Mas o diretor-geral substituto da ANAC (Agência Nacional de Aviação Civil), Tiago Pereira, que levou números indicando que neste ano a previsão é de que a unidade passe de 5 milhões para 8 milhões de passageiros, lembrou que o governo vai voltar a cobrar outorga a partir deste ano. Somente em dois anos, o valor apresentado pelo deputado já seria compensado pelo que a concessionária tem obrigação de pagar.

O presidente da Embratur, Marcelo Freixo, ex-deputado pelo Rio de Janeiro, deu o tom sobre o que parece ser a tendência mais forte nesse caso, que é por priorizar o salvamento do aeroporto, ampliando as operações para que ele possa voltar a ser um hub internacional relevante, e não da concessionária.

 “Não há voo internacional para o Santos Dumont. Ou se recupera o Galeão, se planeja para ter voo internacional para o Rio de Janeiro, ou não tem voo para o Rio de Janeiro. Se achamos isso importante, tem que recuperar o Galeão. Ponto”, disse Freixo, defendendo um planejamento comum com o Santos Dumont.

Planejamento comum
Esse planejamento comum implica em dificultar um terceiro salvamento que o governo federal quer fazer, que é o da empresa administradora de aeroportos, a Infraero. Até o governo anterior, o plano era reduzir a empresa ao mínimo possível ou até extingui-la. Todos os aeroportos administrados por ela seriam concedidos.

Mas o governo atual quer fortalecer a empresa. O problema é que ela está prestes a perder quase todos os aeroportos que administra, inclusive o de maior receita, o de Congonhas, em São Paulo (o governo federal vem adiando a entrada do novo concessionário nessa unidade. A mais recente ação é a que sobresta a quitação do pagamento pela concessão devido ao uso de precatório, como adiantou a Agência iNFRA nesta terça-feira).

O único aeroporto que a Infraero vai administrar após passar suas unidades concedidas ano passado, o que dificilmente será revertido, seria o Santos Dumont. E a empresa não demonstra querer reduzir seu tamanho lá, o que acarretaria em menos receitas para ela. 

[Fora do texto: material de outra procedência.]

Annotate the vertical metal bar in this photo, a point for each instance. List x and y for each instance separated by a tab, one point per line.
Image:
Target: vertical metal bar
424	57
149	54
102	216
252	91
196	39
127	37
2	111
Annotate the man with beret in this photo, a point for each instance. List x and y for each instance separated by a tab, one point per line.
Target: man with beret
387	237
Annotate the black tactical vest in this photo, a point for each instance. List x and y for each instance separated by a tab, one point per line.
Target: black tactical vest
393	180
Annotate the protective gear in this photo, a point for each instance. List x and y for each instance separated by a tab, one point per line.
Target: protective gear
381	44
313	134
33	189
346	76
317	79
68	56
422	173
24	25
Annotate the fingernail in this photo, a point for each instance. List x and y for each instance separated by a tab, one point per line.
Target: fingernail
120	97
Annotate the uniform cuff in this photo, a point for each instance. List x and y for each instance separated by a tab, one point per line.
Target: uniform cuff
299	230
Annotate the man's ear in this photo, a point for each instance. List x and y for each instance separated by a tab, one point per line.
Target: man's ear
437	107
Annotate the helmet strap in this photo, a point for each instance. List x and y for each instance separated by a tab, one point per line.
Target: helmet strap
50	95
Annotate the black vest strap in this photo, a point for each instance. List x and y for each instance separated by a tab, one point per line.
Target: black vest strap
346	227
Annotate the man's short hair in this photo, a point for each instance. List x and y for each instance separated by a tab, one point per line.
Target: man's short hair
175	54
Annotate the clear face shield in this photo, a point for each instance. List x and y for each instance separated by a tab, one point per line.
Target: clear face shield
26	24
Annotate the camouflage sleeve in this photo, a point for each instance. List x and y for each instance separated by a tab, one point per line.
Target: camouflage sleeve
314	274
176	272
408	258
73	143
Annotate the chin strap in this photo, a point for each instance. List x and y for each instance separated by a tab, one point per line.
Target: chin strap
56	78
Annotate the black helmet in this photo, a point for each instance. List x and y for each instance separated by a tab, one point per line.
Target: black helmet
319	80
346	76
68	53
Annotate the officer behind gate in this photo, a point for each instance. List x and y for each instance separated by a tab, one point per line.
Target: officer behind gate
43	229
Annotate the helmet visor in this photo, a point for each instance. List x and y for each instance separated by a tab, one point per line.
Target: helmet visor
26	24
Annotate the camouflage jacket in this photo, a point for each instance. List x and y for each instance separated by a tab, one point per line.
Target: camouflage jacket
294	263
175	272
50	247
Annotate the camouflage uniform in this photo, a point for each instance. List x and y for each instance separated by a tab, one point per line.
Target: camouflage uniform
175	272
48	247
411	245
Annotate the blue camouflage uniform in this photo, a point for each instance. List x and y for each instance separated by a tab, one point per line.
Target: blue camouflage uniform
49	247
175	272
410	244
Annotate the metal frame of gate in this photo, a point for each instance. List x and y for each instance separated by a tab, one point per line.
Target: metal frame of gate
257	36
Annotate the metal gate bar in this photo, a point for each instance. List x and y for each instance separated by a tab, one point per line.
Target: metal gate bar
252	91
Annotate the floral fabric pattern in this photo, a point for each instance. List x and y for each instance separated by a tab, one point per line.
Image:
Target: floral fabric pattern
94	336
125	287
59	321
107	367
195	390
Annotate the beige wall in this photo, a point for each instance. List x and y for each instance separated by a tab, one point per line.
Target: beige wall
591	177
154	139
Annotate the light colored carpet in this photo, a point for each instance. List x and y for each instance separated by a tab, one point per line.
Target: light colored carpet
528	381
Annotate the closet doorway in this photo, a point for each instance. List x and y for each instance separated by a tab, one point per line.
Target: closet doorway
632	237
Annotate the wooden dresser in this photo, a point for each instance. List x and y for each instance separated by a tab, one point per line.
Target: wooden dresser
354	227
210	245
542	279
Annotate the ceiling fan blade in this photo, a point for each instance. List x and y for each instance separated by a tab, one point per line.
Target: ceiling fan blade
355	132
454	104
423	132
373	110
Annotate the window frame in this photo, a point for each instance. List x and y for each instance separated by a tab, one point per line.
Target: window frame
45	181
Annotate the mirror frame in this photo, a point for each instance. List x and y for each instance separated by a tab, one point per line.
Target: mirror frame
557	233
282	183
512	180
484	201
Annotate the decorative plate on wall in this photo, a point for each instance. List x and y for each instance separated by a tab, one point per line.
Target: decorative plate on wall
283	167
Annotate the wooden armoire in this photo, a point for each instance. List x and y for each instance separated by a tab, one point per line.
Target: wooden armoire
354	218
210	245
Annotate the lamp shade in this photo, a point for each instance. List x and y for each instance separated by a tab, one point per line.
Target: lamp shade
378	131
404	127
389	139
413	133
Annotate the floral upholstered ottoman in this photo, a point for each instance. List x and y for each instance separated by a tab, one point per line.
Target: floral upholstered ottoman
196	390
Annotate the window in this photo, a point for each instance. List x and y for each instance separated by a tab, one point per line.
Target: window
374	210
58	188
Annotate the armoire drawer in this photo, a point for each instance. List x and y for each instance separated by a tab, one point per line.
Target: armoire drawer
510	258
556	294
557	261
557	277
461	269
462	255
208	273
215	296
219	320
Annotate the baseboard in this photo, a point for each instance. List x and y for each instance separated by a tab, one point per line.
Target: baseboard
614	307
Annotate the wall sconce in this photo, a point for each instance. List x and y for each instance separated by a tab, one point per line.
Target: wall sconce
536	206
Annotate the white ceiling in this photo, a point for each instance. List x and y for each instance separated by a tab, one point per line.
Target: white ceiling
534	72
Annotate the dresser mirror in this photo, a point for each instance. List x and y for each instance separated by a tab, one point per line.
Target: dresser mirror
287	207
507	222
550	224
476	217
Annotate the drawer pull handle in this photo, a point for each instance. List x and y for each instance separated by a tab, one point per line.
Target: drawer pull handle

Na audiência desta terça-feira, o representante da estatal, Paulo Cavalcante, voltou a insistir na tese de que pode operar com 15 milhões de passageiros no Santos Dumont, o que levou a deputada Laura Carneiro (PSD-RJ) a criticar veementemente a declaração, exemplificando com um caso pessoal que o embarque remoto na unidade “é uma zona”.

União incomum
Laura, que fez o pedido da audiência pública, indicou que há uma união incomum no estado sobre o tema e que vai cobrar dos responsáveis no ministério uma solução. 

“Aqui a gente sabe o que está fazendo. Ninguém chegou aqui à toa. Temos responsabilidades com a população que nos elegeu e vamos defender isso com unhas e dentes. Ninguém quer acabar com o Santos Dumont. Quer limitar o Santos Dumont”, disse a deputada. “Tenho certeza que o presidente Lula terá a sensibilidade de entender a importância que tem um governador e um prefeito se unindo, com divergências políticas, em torno de um tema”.

Dificilmente será possível fazer os três salvamentos, com as amarras legais e administrativas existentes. A escolha sobre quem será abandonado vai ter que vir do Palácio do Planalto e dificilmente vai deixar de causar ruído político, num governo que não demonstrou força, até o momento, para sustentar decisões que desagradem os outros eleitos.